The odd fine webbing could be from a spider, but watch to see if the webs become numerous and small black dots appear on the underside of the leaf–if so, spider mites might be the culprit.

I'll see what I can do with Anne Marie's advice and report back. What I want to know is if I kill my money tree am I destined for a life of debt?

Using my holly for holiday decorating

As the holidays are approaching, I thought I'd use some of the branches on my holly berry bush in some festive displays. I asked Anne Marie if it would harm the plant if I snip off a few branches here and there. “No, go right ahead and enjoy the holly for the holidays,” she says. “Keep it cool and away from direct sun while indoors. The berries and leaves will eventually dry out and fall. To prolong their beauty, keep the branches in the refrigerator and bring them out for special gatherings.”

The last of my tasks

The weather has just not cooperated this fall. Granted my schedule can be a bit hectic, so I can't just expect Mother Nature to conform to MY timetable, but seriously, does it have to rain every time I have a free moment? It poured this past weekend, so I didn't get the opportunity to do any raking, but I managed to sneak out today for an hour before work and get some of those leaves up in my backyard before the snow flies.

The one thing I've neglected to do is trim back some of the lily and iris foliage around my yard.

I asked Anne Marie if I can cut it back before winter and here is what she had to say:

  • If your iris and lily foliage is ready to be removed (i.e easily pulled out) go right ahead.
  • Lilies: After the foliage has naturally died down, remove all but 4 cm of the stem so you know where the plant is next spring.
  • Bearded iris: Do not mulch, cut foliage down to 15 cm.

And alas, as I'm about to post this, it's starting to snow.

The #1 fall task gardeners should do

As the weather has not been particularly cooperative on the days I'm available to clean up my yard, I asked Anne Marie what the one thing is that all gardeners should do. Last year it snowed before we go all our leaves up!

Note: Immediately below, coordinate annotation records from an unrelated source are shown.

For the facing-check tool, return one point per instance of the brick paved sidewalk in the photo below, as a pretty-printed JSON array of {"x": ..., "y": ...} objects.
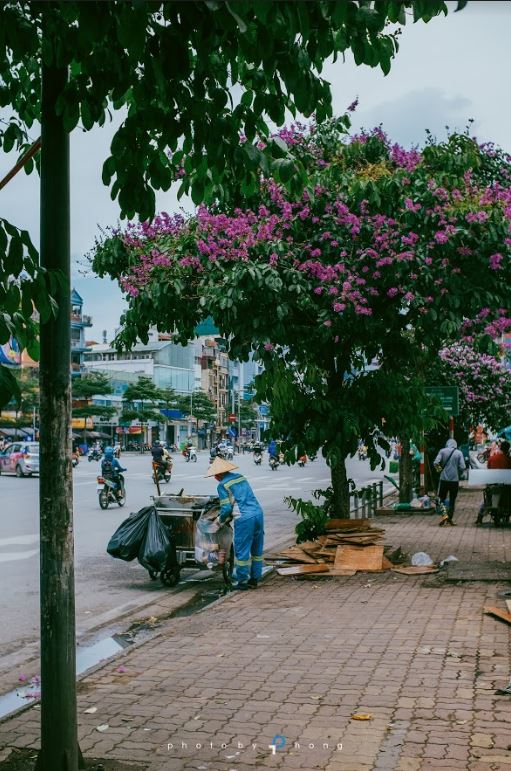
[{"x": 298, "y": 658}]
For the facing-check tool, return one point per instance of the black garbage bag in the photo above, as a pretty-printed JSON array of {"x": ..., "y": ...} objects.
[
  {"x": 155, "y": 547},
  {"x": 125, "y": 542}
]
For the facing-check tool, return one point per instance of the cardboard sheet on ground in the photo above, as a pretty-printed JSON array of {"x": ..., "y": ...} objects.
[
  {"x": 483, "y": 476},
  {"x": 365, "y": 558},
  {"x": 348, "y": 524},
  {"x": 297, "y": 554},
  {"x": 298, "y": 570},
  {"x": 502, "y": 615}
]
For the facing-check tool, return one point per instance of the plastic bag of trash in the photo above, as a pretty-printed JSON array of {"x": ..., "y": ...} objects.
[
  {"x": 421, "y": 559},
  {"x": 154, "y": 549},
  {"x": 212, "y": 539},
  {"x": 125, "y": 542}
]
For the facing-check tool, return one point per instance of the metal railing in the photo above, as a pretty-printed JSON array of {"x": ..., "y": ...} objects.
[{"x": 365, "y": 501}]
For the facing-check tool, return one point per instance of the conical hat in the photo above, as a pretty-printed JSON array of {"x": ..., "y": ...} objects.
[{"x": 220, "y": 466}]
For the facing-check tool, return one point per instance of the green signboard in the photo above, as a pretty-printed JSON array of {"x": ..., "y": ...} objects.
[{"x": 448, "y": 396}]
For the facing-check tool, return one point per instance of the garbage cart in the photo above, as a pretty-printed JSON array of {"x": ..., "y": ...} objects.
[{"x": 197, "y": 540}]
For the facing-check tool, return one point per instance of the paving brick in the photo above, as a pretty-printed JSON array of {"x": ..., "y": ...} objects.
[{"x": 327, "y": 656}]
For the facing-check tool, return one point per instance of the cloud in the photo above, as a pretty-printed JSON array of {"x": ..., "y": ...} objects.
[{"x": 406, "y": 119}]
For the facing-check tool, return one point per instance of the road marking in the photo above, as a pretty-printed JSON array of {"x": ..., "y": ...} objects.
[
  {"x": 19, "y": 540},
  {"x": 21, "y": 555}
]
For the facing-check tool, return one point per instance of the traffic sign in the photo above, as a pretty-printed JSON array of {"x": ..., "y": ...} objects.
[{"x": 448, "y": 396}]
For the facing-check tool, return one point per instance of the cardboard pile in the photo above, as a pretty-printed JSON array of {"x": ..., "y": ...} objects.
[{"x": 349, "y": 545}]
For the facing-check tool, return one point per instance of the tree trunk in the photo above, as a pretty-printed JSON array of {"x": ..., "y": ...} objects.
[
  {"x": 59, "y": 744},
  {"x": 405, "y": 473},
  {"x": 341, "y": 490}
]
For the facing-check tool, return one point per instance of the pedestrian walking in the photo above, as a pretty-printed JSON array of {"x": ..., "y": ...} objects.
[
  {"x": 450, "y": 463},
  {"x": 238, "y": 502}
]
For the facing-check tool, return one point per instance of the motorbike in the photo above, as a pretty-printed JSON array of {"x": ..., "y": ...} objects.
[
  {"x": 110, "y": 491},
  {"x": 161, "y": 472},
  {"x": 274, "y": 463},
  {"x": 190, "y": 454}
]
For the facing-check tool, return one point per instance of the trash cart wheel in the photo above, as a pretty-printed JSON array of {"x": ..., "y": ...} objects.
[
  {"x": 228, "y": 567},
  {"x": 170, "y": 577}
]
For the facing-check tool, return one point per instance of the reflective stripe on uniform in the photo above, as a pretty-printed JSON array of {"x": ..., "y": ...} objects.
[{"x": 232, "y": 482}]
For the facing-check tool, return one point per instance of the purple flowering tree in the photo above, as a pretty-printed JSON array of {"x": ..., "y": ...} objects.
[
  {"x": 343, "y": 292},
  {"x": 484, "y": 384}
]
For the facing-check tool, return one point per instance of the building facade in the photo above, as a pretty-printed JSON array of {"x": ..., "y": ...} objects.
[{"x": 79, "y": 323}]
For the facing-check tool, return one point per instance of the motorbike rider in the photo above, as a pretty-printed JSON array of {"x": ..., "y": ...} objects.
[
  {"x": 161, "y": 456},
  {"x": 167, "y": 460},
  {"x": 110, "y": 467},
  {"x": 273, "y": 451},
  {"x": 258, "y": 450},
  {"x": 188, "y": 448}
]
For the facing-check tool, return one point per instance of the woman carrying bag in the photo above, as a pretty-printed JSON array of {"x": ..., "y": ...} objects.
[{"x": 451, "y": 465}]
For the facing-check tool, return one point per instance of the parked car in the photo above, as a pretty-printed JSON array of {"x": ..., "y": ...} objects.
[{"x": 20, "y": 458}]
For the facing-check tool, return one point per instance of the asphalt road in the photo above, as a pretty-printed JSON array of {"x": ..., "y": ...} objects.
[{"x": 105, "y": 586}]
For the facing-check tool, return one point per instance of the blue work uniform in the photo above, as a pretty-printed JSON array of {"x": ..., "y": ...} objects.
[{"x": 238, "y": 500}]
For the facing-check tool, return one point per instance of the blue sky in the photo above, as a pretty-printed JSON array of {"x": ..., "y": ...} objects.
[{"x": 447, "y": 71}]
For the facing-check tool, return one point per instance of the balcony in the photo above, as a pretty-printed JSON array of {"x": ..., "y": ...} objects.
[{"x": 81, "y": 319}]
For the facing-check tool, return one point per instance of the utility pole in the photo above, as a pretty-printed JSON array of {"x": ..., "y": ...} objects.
[{"x": 59, "y": 742}]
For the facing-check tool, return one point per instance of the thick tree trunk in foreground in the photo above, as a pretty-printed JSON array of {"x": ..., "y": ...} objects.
[
  {"x": 59, "y": 745},
  {"x": 341, "y": 489},
  {"x": 405, "y": 473}
]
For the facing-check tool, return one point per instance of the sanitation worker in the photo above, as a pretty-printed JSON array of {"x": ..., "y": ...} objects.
[{"x": 238, "y": 502}]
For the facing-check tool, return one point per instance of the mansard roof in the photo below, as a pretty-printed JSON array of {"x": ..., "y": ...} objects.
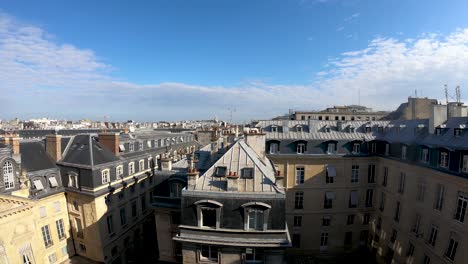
[{"x": 240, "y": 156}]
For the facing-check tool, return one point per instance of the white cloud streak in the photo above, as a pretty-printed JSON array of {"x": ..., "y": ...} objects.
[{"x": 42, "y": 77}]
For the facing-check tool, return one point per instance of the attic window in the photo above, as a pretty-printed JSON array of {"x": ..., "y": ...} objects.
[
  {"x": 247, "y": 173},
  {"x": 221, "y": 171},
  {"x": 53, "y": 182},
  {"x": 38, "y": 185}
]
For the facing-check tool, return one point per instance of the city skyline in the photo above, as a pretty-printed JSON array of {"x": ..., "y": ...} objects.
[{"x": 176, "y": 61}]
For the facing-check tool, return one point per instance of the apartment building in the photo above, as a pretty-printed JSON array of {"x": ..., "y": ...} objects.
[
  {"x": 234, "y": 211},
  {"x": 397, "y": 187}
]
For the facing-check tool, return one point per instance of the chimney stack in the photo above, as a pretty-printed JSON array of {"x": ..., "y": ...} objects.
[
  {"x": 54, "y": 146},
  {"x": 110, "y": 141},
  {"x": 257, "y": 142}
]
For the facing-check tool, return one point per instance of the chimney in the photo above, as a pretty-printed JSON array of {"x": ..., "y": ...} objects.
[
  {"x": 166, "y": 164},
  {"x": 438, "y": 116},
  {"x": 110, "y": 141},
  {"x": 257, "y": 142},
  {"x": 192, "y": 178},
  {"x": 54, "y": 146},
  {"x": 232, "y": 184}
]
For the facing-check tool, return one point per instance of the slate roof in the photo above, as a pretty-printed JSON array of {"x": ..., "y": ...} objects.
[
  {"x": 34, "y": 157},
  {"x": 86, "y": 150}
]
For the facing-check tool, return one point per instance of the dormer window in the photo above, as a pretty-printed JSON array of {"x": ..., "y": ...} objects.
[
  {"x": 300, "y": 148},
  {"x": 247, "y": 173},
  {"x": 331, "y": 148},
  {"x": 105, "y": 174},
  {"x": 221, "y": 171},
  {"x": 403, "y": 152},
  {"x": 444, "y": 159},
  {"x": 425, "y": 155},
  {"x": 356, "y": 148}
]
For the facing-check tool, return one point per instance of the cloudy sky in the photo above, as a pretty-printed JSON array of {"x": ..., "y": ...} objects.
[{"x": 173, "y": 60}]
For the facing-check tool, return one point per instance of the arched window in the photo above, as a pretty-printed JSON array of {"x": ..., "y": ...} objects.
[{"x": 8, "y": 176}]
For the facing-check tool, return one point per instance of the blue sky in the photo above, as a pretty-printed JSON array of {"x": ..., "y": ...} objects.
[{"x": 172, "y": 60}]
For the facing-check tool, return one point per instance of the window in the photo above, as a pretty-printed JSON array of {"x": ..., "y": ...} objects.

Here is what she recommended:

  • Water your evergreens well
  • Prune your hybrid tea roses to knee height and mound with soil for protection
  • Tie cedars and junipers that might be damaged by ice and heavy snow loads

Ok, that's three things, but all very helpful if they apply to your yard. Oh and she recommended that I empty my rain barrel because the water will expand when frozen and could damage it. That's one thing I have managed to do.

So my mint is nestled against the house, all my pots and garden knick knackey things have been put away along with the patio furniture and the barbecue, the birdfeeder is out…

And this past weekend it rained–again–meaning my backyard is still an ocean of leaves. If I can just get home before dark one night I'll grab my rake!